Eventually entering Tuba City from the east, we had a reversal of the
usual routine -- I passed on paying $3.999 a gallon on the very edge of
town, and instead caught it at $3.80 just two blocks later, PLUS
enjoyed a trailer tire rotation next door for just $12! Somewhere along
the line, in the rain, there was this.
When I got to
the hotel / campsite, I inquired about the availability of a room
instead, as I figured that at least one of those mini-storms would
eventually find a way to dump buckets of water all over my tent. I was
told that there were no rooms available whatsoever -- and, not to be
rude, I joked that this came as a surprise seeing how many parking
spots were open in the lot. To which the gal behind the desk said that
there’d be two tour buses coming in any minute, and as such I should
get my arse to the restaurant next door before the buses arrived and
the joint became packed. This I did, and I was rewarded with a yummy
native-style frybread dinner. When I got back to the campsite, I noticed
that the Ant Invasion had begun -- perhaps I had erected the tent atop an ant
hill, but whatever the reason, the little critters were crawling all
over the damned thing. With little else in the way of a solution, I
swatted each one to the ground individually, then sprayed mosquito
repellent all away around the bottom of the tent. Seemed to keep the
bastards from crawling back onto it…
BTW the front desk hadn’t been kidding about there being no rooms
around; as I worked feverishly deep into the night to provide you with
these updates, there was a steady stream of folks coming in late, past
11 PM and the like, also axing about rooms. The desk knew that the
whole town was booked, and so was recommending that travelers -- who’d had
more than enough of the open road -- get right back on it and head to Flagstaff, AZ, some eighty miles away. Now, when I called weeks ago they had told
me I wouldn’t even need to reserve a tent site because they never fill
up, but here I suppose I was glad I managed to snag one site at all --
they might have been all gone had I not checked in when I did… and they
would have had a nightmare on their hands...

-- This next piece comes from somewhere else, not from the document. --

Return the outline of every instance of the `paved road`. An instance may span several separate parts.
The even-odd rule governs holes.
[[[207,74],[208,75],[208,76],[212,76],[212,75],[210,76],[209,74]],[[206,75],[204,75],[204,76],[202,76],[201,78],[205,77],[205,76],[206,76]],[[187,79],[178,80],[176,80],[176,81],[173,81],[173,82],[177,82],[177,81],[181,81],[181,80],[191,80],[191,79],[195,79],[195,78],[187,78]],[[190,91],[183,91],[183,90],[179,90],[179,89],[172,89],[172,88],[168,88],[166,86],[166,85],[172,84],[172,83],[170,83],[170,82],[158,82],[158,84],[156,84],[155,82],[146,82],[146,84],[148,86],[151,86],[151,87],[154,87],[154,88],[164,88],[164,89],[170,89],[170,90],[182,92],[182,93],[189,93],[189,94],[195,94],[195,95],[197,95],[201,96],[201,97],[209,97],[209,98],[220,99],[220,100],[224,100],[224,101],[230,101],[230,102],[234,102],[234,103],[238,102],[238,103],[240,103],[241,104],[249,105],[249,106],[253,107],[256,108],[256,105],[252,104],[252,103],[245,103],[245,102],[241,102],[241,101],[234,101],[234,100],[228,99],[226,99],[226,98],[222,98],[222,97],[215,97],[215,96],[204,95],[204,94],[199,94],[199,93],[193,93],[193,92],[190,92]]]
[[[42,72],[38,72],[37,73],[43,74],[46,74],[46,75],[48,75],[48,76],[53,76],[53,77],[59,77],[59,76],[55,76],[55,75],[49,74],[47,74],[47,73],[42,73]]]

Two random funnies -- first, I noticed that the bike’s horn was working
only
intermittently (before/during/after the downpours?) I know for a fact
that it worked right after one particular rainstorm, but then did NOT
work when I wanted to beep at some kids waving to me from upon bicycles
in Cortez. Then, somehow, it was working again later on. Signs of bad
news, electrically-speaking, to come? Let’s hope not, for those can be
tricky to track down (even for experts, of which group I definitely am
not one). Second, somewhere along the line I looked at
myself in a mirror and noticed that my goatee has far more gray hair in
it than the rest of my head -- and the goatee exists in the first place
because I haven’t shaven in three weeks, because I was scared to carry
shaving cream, because I figured it’d blow up from the heat generated
inside the
trailer through TX and the Southwest! In the “Right Idea, Wrong
Execution” department, I sent an emergency text message to a truly gray-haired fellow
stating, simply, “SEND BRYLCREEM”. Well, I texted the right guy, at
least, because he
set me straight -- what I should
have written was "Hair Club For Men". Either way, still no Brylcreem.